Mattel, the maker of Barbie, Hot Wheels and other toys, announced last week it would be undertaking remedial actions after an internal investigation found material accounting errors in its financial reporting.
Those actions include amending the company's 2018 Form 10-K to restate the last two quarters of 2017, and strengthening its internal control over financial reporting.
"We will ensure these issues are resolved thoroughly and quickly so that we can continue to execute on our strategy with the highest level of internal control and diligence," Chairman and CEO Ynon Kreiz said in a statement.
Understated expense
In its amended Form 10-K, Mattel will show it had understated its income tax expense by $109 million in the third quarter of 2017 and overstated it by $109 million in the fourth quarter.
The company said the error was noncash; didn't affect operating income or earnings before interest, tax, depreciation and amortization; and had no impact on Mattel's full-year financial results for 2017 or subsequent periods.
A whistleblower letter to its auditor, PricewaterhouseCoopers, informed the company of the error.

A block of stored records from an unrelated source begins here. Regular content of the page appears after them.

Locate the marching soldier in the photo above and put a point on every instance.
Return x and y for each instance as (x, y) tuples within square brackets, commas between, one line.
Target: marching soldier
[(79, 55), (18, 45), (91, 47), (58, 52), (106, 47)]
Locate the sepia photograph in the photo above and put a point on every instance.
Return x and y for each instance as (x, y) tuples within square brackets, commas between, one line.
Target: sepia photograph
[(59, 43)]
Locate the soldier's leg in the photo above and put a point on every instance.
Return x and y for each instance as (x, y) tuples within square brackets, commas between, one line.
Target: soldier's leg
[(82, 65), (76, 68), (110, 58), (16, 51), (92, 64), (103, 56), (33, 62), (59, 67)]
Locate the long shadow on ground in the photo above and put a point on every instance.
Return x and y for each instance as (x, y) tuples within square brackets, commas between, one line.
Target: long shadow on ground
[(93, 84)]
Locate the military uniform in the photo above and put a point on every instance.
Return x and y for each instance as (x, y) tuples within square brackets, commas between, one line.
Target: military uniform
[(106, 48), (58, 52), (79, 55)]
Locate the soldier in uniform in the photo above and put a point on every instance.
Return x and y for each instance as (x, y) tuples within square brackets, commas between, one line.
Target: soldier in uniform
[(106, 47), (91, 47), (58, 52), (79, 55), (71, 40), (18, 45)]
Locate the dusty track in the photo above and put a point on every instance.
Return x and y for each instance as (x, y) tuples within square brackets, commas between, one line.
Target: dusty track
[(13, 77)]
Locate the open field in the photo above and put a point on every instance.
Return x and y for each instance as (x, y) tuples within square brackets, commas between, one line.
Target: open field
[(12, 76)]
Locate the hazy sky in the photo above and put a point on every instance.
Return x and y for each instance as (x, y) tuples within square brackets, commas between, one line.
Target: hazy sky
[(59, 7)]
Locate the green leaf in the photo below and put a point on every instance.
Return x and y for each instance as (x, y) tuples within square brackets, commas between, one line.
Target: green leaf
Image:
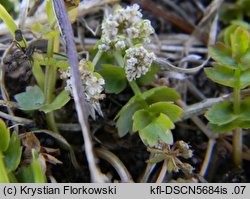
[(222, 54), (245, 110), (161, 93), (58, 102), (31, 99), (13, 153), (141, 119), (38, 174), (50, 13), (245, 59), (168, 108), (244, 79), (158, 129), (149, 76), (4, 136), (115, 78), (221, 113), (124, 117), (25, 174), (228, 32), (239, 42)]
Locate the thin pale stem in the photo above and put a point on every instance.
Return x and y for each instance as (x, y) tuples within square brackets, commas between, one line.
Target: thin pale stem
[(97, 57), (207, 159), (237, 135), (3, 173), (237, 146), (49, 87), (163, 172)]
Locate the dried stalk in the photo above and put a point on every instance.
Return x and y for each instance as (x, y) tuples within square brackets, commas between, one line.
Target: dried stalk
[(78, 94)]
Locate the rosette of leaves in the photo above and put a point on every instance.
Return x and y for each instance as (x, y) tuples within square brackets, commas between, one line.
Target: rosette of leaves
[(232, 69), (152, 114)]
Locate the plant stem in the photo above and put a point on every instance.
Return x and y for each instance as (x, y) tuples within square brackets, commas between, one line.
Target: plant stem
[(237, 135), (97, 57), (236, 100), (164, 170), (3, 173), (237, 146), (49, 86), (208, 156)]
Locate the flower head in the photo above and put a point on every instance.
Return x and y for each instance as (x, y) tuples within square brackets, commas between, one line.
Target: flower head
[(137, 62), (124, 27)]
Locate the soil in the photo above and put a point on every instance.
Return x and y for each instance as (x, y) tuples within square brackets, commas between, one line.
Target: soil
[(130, 149)]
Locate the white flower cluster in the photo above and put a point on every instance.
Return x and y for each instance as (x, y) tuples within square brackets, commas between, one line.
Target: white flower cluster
[(92, 85), (137, 62), (123, 28)]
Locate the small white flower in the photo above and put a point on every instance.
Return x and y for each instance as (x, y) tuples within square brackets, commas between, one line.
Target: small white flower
[(137, 62), (125, 26)]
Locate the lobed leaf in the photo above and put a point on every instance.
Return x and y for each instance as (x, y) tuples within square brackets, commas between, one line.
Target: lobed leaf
[(124, 121), (115, 78), (239, 42), (161, 93), (168, 108), (4, 136), (158, 129), (141, 119), (31, 99), (58, 102), (13, 153)]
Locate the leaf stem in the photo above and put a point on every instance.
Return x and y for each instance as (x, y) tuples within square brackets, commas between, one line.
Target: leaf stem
[(237, 146), (237, 135), (49, 86), (208, 156), (3, 177), (97, 57)]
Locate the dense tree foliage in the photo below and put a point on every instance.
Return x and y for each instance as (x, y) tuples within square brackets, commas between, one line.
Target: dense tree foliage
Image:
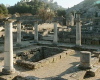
[(3, 11), (30, 7)]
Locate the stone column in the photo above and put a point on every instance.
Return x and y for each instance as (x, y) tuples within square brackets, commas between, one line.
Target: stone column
[(85, 60), (55, 40), (74, 14), (72, 20), (8, 48), (78, 30), (19, 33), (36, 32)]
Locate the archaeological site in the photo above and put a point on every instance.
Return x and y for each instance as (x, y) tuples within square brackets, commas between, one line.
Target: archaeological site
[(43, 40)]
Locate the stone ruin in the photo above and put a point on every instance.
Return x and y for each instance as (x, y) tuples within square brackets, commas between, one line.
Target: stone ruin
[(39, 57), (42, 56)]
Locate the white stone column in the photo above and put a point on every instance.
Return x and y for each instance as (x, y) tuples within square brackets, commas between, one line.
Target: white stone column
[(55, 40), (74, 14), (8, 48), (85, 60), (72, 20), (36, 32), (78, 30), (18, 32)]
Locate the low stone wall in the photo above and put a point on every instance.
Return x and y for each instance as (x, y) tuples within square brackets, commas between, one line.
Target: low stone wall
[(46, 61), (66, 37)]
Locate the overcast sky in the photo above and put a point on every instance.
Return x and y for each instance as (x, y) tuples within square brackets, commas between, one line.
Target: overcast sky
[(63, 3)]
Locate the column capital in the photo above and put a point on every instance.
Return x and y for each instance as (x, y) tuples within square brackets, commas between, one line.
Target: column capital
[(10, 20)]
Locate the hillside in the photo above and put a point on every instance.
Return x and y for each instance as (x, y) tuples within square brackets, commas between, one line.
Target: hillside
[(88, 8), (32, 7)]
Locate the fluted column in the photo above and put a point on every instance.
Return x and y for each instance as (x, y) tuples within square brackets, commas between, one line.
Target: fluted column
[(78, 30), (18, 32), (55, 40), (36, 32), (8, 48)]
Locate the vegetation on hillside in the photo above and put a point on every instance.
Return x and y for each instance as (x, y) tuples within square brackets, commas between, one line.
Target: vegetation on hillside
[(44, 11), (3, 11)]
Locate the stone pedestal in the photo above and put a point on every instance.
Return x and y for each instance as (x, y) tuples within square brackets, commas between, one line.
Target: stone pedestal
[(8, 48), (36, 32), (55, 40), (72, 20), (85, 60), (18, 33), (78, 30)]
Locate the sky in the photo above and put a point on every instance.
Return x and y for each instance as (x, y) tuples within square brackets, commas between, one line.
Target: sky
[(63, 3)]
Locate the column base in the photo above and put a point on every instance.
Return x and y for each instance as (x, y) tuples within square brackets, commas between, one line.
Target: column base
[(55, 43), (78, 45), (8, 72), (35, 41), (84, 68), (18, 44)]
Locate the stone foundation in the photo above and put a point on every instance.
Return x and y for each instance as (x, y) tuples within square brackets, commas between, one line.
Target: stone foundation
[(48, 55)]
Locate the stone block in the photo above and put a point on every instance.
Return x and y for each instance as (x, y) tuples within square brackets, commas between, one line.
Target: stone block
[(79, 75), (93, 72), (36, 65), (50, 59), (44, 62), (63, 55)]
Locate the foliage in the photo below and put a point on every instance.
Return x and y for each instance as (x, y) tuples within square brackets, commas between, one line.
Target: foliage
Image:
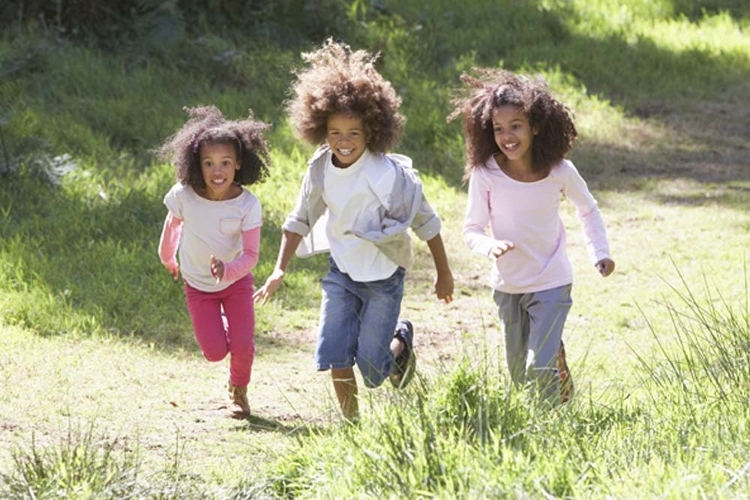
[(88, 88), (466, 434)]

In addition to drawing attention to the accounting error, the letter questioned whether Mattel's outside auditor was independent. As a result of its internal review, the company said, it concluded that its auditor of 45 years remains capable of overseeing the company's financials independently.
"The objectivity and impartiality of Mattel's outside auditor has not been impaired, and ... Mattel's outside auditor can continue as its independent auditor," the company said, adding that its review concluded the errors were based on misjudgment, not fraud.
"A confluence of one-time events, management's reliance on the accounting advice sought and received on the error from the lead audit engagement partner of Mattel's outside auditor, and lapses in judgment by management contributed to these failures," the company said.
At the time, the error was not reported to the CEO or the audit committee of the board of directors, the company said.
Tax allowance
The $109 million misstatement in the third quarter of 2017 was due to miscalculations of tax valuation allowance. It then overstated its fourth-quarter results by the same amount.
The upcoming change to its 10-K will show that Mattel's previously reported net loss of $603.3 million in its tax valuation allowance for the third quarter of 2017 should have been $712.3 million, and its previously reported loss of $281.3 million for the fourth quarter should have been reported as a net loss of $172.3 million.
The tax valuation allowance is a set-aside for a potential loss in value against its deferred tax assets. The $109 million reduction came from deferred tax liabilities related to the company's 2011 acquisition of HIT Entertainment, Ltd., which included "Thomas & Friends," an animated kids' TV show, The Wall Street Journal reported.
Last year, before the auditor received the whistleblower letter, company finance executives disagreed on the appropriate way to respond. Brett Whitaker, Mattel's director of tax reporting at the time, said the finance team discussed fixing the problem and restating earnings, expecting Mattel would admit to shortcomings in its accounting and reporting procedures, the Journal reported.
Instead, senior finance executives and Mattel's auditor decided to change the accounting treatment of the Thomas asset, effectively burying the problem, according to the Journal.
"It was known within Mattel that if we took this approach, at worst, we might get a slap on the wrist from the Securities and Exchange Commission," Whitaker told the Journal. "But if the company disclosed a material weakness, a senior executive said to me it would be 'the kiss of death.'"
Whitaker resigned from Mattel in March of last year, and Joshua Abrahams, the PwC partner who led the Mattel audit team, has been put on administrative leave and is expected to resign, the Journal said.
Joe Euteneuer, Mattel's CFO, is departing, the company said.